Waiting for PostgreSQL 16 – Add support for regexps on database and user entries in pg_hba.conf

On 24th of October 2022, Michael Paquier committed patch:

Add support for regexps on database and user entries in pg_hba.conf
 
As of this commit, any database or user entry beginning with a slash (/)
is considered as a regular expression.  This is particularly useful for
users, as now there is no clean way to match pattern on multiple HBA
lines.  For example, a user name mapping with a regular expression needs
first to match with a HBA line, and we would skip the follow-up HBA
entries if the ident regexp does *not* match with what has matched in
the HBA line.
 
pg_hba.conf is able to handle multiple databases and roles with a
comma-separated list of these, hence individual regular expressions that
include commas need to be double-quoted.
 
At authentication time, user and database names are now checked in the
following order:
- Arbitrary keywords (like "all", the ones beginning by '+' for
membership check), that we know will never have a regexp.  A fancy case
is for physical WAL senders, we *have* to only match "replication" for
the database.
- Regular expression matching.
- Exact match.
The previous logic did the same, but without the regexp step.
 
We have discussed as well the possibility to support regexp pattern
matching for host names, but these happen to lead to tricky issues based
on what I understand, particularly with host entries that have CIDRs.
 
This commit relies heavily on the refactoring done in a903971 and
fc579e1, so as the amount of code required to compile and execute
regular expressions is now minimal.  When parsing pg_hba.conf, all the
computed regexps needs to explicitely free()'d, same as pg_ident.conf.
 
Documentation and TAP tests are added to cover this feature, including
cases where the regexps use commas (for clarity in the docs, coverage
for the parsing logic in the tests).
 
Note that this introduces a breakage with older versions, where a
database or user name beginning with a slash are treated as something to
check for an equal match.  Per discussion, we have discarded this as
being much of an issue in practice as it would require a cluster to
have database and/or role names that begin with a slash, as well as HBA
entries using these.  Hence, the consistency gained with regexps in
pg_ident.conf is more appealing in the long term.
 
**This compatibility change should be mentioned in the release notes.**
 
Author: Bertrand Drouvot
Reviewed-by: Jacob Champion, Tom Lane, Michael Paquier
Discussion: https://postgr.es/m/fff0d7c1-8ad4-76a1-9db3-0ab6ec338bf7@amazon.com

The commit message basically explains everything, but let me just quickly talk it through and show some examples.

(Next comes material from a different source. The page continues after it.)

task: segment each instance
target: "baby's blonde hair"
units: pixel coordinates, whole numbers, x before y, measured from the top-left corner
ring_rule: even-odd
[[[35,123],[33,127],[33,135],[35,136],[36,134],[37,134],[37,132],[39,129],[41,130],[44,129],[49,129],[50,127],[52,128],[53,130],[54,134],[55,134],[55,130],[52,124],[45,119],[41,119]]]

pg_hba.conf file is used to decide who can connect to which database, from where, and using what authentication method. I wrote about it in more details earlier while I was explaining how to fix some issue.

Now, the format of the file is simple. There are two types of config lines:

  • local DATABASE USER METHOD [OPTIONS]
  • host* DATABASE USER ADDRESS METHOD [OPTIONS]

This new change modifies what can be but in DATABASE and USER fields.

To recap, in DATABASE you could have any number of database names, separated by , (comma).

So, for example you could have line line:

local db1,db2,postgres all trust

which would allow anyone to connect to one of the 3 listed databases without any kind of verification of who is who.

In case of USER field, you had more options:

  • username
  • group name (role) prefixed with + sign
  • name of file that contains list of username, prefixed with @

and, of course, you can have any number of these elements, separated by comma.

So, for example:

local db1 depesz,postgres,+dbas,@/etc/postgres/cron.users.lst trust

would allow connection to db1 by users depesz, postgres, any user belonging to group dbas, and any user listed in /etc/postgres/cron.users.lst file.

Now, in both of these fields (DATABASE and USER), we can add regexps, by prefixing them with / (slash).

How would that look? For example like this:

local /^db[0-9]+$,/^depesz depesz trust

would let me connect to two groups of databases:

  • ^db[0-9]+$ – any db that has name starting with “db" and then there are some (at least 1) digits. And then end of string. So, for example: db1, db13123, but not db23b
  • ^depesz – any db that has name starting with depesz

Similarly I could use it in USER field, for example like this:

host all /-rw$ 10.1.2.0/24 scram-sha-256
host all /-ro$ 10.0.0.0/8  scram-sha-256

This would allow any user with name ending with -rw to login, as long as they connect from ip being one of 10.1.2.*, and any user with name ending with -ro from ip that is one of 10.*.*.*.

I think it looks great, and will allow nicer configuration in some cases. Well, as long as you don't mind regexps. But if you'll not go overboard with complexity, it should be really, really helpful thing.

As always, thanks to all involved.